Lay Advisory Groups

Bishop Scharfenberger: “Criminality is not entitled to secrecy.” Oh really?

Among statements in his first televised interview upon taking on the role of Apostolic Administrator of the Diocese of Buffalo, Bishop Edward Scharfenberger said, “Criminality is not entitled to secrecy.” If that is the case, why is Rev. Ryszard Biernat–who blew open secrecy surrounding criminal/immoral behaviors of diocesan officials– the one to have his priestly faculties/ministry removed? Why hasn’t Bishop Scharfenberger reinstated this courageous priest who really does believe: “Criminality is not entitled to secrecy”?

This afternoon, Bishop Scharfenberger meets with Fr. Ryszard, the former priest-secretary to Bishop Richard Malone who blew the whistle on his bishop, prompting a Vatican investigation. We may never know the contents of Bishop Nicholas DiMarzio’s Vatican-ordered investigative report on Bishop Malone and the Diocese of Buffalo. But we do have another report to read which contains some similarities to the Buffalo situation. This could help us to put in context Fr. Ryszard’s banned-from-ministry punishment inflicted by Bishop Malone and the appropriate actions that should have taken place in Buffalo.

When Archbishop William Lori (Baltimore) filed his Vatican report following his Apostolic Visitation of the Diocese of Wheeling/Charleston last February (2019), no one outside the Holy See was supposed to see it. But the Washington Post  obtained a copy of the investigative report that informed Lori’s final report and published it in late December. After reading 60 pages covering the astounding accounts of Bishop Michael Bransfield’s criminal/immoral/abusive behaviors, we come to Archbishop Lori’s LAY investigators’ observations/recommendations in the final paragraphs. Many of those observations/recommendations could just as easily apply to the Diocese of Buffalo:

“The Diocese should implement a system of reporting allegations of inappropriate behavior and financial improprieties by a Bishop to independent third parties and ensure that victims of abuse are not subject to retaliation.”

As I covered in my previous post, to whom was Rev. Ryszard Biernat supposed to report abuse of authority and coverup of circumstances harmful to the laity concerning his bishop, Richard Malone? Fr. Ryszard, as Vice Chancellor of the diocese, was in a unique position to know what was going on and had no reasonable, responsible avenue available to him to report circumstances in which he felt laity and a seminarian, in particular, were at risk. He was fully aware that taking his report strait to the public via the media would subject him to severe retaliation.  Bishop Malone did not disappoint.

Back to the Lori report:

“Several witnesses told us that they believed there was no one to report their allegations to, and if they did, it would have an adverse impact on their careers, which was corroborated by the Monsignors [key diocesan officials].”

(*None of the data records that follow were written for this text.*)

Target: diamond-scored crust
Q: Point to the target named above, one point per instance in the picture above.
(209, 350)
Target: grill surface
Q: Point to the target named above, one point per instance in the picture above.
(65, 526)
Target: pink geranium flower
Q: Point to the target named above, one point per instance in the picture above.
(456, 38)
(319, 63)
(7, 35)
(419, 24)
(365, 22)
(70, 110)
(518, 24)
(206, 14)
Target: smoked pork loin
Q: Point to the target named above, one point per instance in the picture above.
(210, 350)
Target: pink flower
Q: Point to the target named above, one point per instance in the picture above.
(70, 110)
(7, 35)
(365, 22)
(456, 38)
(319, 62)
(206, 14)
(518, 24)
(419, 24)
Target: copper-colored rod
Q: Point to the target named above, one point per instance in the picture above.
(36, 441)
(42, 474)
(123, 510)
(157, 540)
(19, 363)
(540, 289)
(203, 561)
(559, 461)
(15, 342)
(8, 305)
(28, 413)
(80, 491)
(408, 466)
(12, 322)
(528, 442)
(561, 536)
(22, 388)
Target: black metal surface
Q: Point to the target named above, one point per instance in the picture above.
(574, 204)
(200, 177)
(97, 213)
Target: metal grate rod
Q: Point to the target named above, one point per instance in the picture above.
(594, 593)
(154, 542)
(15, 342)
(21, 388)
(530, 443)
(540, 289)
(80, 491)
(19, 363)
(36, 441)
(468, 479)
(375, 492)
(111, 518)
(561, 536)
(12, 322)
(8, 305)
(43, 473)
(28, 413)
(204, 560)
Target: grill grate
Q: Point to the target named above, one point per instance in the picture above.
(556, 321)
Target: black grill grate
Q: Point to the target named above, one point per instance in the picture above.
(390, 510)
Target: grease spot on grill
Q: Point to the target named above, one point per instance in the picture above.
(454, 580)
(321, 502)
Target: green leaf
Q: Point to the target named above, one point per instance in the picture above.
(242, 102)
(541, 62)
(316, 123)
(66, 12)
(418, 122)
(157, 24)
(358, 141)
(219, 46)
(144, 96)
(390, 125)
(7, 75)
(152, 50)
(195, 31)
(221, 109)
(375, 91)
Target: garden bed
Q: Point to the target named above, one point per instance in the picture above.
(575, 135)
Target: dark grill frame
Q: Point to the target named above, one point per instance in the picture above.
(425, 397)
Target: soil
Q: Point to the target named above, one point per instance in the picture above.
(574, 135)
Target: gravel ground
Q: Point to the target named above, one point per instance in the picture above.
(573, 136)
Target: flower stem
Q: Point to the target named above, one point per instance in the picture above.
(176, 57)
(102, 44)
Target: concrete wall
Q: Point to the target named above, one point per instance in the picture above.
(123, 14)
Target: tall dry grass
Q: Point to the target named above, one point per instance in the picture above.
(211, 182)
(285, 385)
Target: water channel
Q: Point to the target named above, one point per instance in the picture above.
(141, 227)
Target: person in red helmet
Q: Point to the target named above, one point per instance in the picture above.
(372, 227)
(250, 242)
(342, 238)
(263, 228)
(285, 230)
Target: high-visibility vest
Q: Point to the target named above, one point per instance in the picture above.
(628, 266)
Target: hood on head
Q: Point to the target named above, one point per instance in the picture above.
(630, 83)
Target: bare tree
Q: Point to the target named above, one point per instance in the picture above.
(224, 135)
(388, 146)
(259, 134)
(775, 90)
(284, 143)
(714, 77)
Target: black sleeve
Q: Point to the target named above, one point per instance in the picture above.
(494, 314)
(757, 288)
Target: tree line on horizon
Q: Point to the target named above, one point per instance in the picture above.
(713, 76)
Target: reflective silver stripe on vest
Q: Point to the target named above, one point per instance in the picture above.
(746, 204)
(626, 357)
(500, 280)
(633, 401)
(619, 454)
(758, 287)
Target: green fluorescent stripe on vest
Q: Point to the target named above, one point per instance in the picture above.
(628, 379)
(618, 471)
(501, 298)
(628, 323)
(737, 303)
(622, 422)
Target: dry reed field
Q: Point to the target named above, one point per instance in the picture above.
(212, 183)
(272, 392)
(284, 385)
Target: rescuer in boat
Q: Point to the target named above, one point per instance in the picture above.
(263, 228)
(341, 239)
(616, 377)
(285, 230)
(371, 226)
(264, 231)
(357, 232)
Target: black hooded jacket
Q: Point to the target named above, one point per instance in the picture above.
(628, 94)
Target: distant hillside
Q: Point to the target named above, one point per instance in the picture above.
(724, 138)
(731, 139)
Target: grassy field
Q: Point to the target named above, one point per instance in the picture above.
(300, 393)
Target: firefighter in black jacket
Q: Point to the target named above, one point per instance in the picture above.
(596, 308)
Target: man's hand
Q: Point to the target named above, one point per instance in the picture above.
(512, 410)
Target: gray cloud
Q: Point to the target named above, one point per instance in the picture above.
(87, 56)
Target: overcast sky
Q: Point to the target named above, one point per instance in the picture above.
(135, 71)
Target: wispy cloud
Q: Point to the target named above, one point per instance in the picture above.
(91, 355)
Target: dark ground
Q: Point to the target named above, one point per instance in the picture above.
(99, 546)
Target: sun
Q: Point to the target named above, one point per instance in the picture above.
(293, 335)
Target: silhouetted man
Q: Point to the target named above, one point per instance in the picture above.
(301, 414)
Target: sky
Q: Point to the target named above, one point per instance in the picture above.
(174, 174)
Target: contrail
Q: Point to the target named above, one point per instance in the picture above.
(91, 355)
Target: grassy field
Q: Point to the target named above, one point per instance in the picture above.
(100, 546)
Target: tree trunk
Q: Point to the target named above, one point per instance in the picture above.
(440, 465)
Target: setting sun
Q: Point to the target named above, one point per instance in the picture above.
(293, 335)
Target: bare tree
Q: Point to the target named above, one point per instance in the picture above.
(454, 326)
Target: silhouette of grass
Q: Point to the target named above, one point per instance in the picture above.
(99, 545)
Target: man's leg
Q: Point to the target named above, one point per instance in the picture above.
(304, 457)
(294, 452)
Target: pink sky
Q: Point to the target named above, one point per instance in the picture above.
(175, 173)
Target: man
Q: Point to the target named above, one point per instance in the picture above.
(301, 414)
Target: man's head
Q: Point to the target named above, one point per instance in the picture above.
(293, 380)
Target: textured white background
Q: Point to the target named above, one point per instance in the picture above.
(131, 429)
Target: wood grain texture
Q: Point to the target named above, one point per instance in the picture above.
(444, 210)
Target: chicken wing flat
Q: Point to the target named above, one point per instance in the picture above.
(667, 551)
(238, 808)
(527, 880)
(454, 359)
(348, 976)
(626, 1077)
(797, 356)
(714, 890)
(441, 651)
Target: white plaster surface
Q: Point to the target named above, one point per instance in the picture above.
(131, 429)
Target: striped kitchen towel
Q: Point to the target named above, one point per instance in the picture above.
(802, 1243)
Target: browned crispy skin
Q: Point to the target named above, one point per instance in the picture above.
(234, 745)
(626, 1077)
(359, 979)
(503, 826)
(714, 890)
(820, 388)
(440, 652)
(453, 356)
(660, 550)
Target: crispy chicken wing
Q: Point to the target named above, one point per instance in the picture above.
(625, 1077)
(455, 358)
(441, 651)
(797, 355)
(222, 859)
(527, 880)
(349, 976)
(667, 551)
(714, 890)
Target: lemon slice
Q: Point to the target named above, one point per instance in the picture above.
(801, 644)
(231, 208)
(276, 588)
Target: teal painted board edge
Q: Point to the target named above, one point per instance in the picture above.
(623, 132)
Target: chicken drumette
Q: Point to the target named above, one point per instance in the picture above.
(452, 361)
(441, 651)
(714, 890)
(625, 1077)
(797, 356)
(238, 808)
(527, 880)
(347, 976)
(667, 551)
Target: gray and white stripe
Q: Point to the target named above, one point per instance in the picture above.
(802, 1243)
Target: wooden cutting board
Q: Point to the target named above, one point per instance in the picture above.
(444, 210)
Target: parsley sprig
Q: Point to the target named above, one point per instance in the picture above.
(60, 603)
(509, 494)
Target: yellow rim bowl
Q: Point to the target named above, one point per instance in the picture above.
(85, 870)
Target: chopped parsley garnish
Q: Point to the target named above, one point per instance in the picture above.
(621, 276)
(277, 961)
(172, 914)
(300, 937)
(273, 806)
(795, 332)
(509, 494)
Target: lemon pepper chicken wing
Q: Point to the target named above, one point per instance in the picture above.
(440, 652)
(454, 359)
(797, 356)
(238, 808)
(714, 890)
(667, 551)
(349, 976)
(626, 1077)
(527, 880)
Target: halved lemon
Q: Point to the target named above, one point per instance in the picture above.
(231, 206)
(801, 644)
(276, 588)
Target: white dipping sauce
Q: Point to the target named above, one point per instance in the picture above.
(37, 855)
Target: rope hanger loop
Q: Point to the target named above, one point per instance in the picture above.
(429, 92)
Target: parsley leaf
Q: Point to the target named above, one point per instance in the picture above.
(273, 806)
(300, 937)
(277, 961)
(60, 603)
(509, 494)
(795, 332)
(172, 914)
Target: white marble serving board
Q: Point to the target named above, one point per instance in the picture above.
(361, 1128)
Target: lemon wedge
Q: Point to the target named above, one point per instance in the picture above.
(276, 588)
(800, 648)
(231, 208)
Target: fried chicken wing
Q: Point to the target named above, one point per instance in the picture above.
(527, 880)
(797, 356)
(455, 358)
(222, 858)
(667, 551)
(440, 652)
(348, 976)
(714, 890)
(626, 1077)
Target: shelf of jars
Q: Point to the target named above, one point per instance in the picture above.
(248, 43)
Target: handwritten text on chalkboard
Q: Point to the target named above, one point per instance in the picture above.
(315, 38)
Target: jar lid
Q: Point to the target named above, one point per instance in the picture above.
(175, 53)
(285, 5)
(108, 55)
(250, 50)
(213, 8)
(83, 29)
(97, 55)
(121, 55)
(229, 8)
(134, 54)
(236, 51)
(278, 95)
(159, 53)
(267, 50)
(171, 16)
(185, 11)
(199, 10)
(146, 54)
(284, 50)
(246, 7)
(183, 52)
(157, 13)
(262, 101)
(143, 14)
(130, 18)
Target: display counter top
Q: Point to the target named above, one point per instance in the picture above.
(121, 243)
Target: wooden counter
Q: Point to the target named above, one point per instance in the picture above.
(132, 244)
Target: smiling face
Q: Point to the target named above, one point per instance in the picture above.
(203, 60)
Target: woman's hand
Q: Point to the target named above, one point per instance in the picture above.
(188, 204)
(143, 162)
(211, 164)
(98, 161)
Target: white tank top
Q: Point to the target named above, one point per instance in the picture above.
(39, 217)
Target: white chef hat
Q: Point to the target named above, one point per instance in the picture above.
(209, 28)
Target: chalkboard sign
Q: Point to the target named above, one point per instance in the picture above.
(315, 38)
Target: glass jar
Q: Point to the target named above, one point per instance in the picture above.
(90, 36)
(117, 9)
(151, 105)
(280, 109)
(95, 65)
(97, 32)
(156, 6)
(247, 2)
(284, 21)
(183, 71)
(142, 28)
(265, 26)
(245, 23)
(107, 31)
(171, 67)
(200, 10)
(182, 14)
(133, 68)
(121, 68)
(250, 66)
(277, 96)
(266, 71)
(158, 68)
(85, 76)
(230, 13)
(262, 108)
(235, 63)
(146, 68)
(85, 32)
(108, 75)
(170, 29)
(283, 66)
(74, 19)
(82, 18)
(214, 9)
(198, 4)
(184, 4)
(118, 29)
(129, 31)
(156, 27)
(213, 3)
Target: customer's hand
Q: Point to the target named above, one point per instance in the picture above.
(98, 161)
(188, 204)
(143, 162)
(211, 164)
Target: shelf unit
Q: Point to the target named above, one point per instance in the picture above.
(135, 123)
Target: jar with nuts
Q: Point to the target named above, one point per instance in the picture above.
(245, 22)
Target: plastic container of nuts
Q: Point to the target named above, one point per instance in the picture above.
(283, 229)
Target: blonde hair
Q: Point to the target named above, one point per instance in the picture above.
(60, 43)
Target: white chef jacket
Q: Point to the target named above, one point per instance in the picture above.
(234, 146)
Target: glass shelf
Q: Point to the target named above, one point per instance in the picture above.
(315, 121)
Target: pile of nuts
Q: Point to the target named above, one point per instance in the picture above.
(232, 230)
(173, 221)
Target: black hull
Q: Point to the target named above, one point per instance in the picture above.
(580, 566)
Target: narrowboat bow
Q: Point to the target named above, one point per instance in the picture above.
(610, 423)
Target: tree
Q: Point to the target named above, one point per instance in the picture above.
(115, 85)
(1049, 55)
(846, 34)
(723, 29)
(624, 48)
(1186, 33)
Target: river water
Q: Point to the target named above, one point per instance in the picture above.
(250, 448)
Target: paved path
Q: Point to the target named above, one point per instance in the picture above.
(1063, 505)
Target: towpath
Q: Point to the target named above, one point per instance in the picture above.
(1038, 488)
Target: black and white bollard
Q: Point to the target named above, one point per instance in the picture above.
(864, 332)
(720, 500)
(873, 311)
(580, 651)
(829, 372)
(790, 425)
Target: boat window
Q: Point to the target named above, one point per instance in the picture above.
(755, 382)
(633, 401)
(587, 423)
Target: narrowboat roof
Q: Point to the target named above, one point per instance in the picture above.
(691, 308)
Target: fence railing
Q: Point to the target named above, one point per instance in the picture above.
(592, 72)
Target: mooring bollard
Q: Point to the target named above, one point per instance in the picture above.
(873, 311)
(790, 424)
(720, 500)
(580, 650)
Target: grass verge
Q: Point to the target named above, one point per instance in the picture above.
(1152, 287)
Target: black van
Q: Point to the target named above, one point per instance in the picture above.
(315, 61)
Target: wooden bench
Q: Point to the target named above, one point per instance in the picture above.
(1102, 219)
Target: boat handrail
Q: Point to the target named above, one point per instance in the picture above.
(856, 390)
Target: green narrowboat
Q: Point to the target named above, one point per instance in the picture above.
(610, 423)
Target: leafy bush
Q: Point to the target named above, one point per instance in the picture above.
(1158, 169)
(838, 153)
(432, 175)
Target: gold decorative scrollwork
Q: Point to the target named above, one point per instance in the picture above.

Those “Monsignors” held diocesan leadership offices similar to Fr. Ryszard’s. They were also positions similar to those held by our diocese’s Rev. Peter J. Karalus (Vicar General, Moderator of the Curia) and to Sister Regina Murphy, SSMN, (Chancellor) and others. According to Fr. Ryszard, and as we hear in the recordings of their meetings he released to the public…

chancery officials all agreed that a particular priest in the diocese was posing a significant risk to the flock. But WHO stepped up to the plate to report this? And look who received the punishment of having his priestly faculties/ministry revoked?

In this light, we read the investigators’ condemnation of the chancery officials in the Diocese of Wheeling/Charleston who failed to confront their bishop much less take any action to attempt to report him:

“By failing to take any action…” the Monsignors “enabled” the behaviors and conduct of the bishop, investigators wrote, adding:

“Further, they helped to create a toxic atmosphere in the Chancery by allowing all of the Bishop’s decisions to go unchallenged, leaving the impression that no one could question whatever the Bishop wanted at any given time.”

We can take heart that investigators made this recommendation which should be an obvious outcome to the situation:

“A complete change of leadership is necessary to begin restoring the trust throughout the Diocese and to help the new Bishop heal a community that must reckon with the betrayals and transgressions of its spiritual leader. The Vicar General, Judicial Vicar and Vicar for Clergy should be relieved from their positions of the Chancery as well as their current Board duties [within the diocese]  […]  as well as related entities.”

Amen. [You can tell laypeople wrote that.]

The wrong chancery officials were stripped of their canonical duties and faculties and jobs and titles in the Diocese of Buffalo.

We continue our prayers, sufferings and mortifications for justice in this case and for remedies to this toxic situation in our diocese that will lead to lasting, sustainable healing so that we may all, as the Body of Christ, move on in our efforts to evangelize the Good News and save souls.

Photo:  a portion of Archbishop Lori’s secret report to the Vatican of his investigation of the Diocese of Wheeling/Charleston.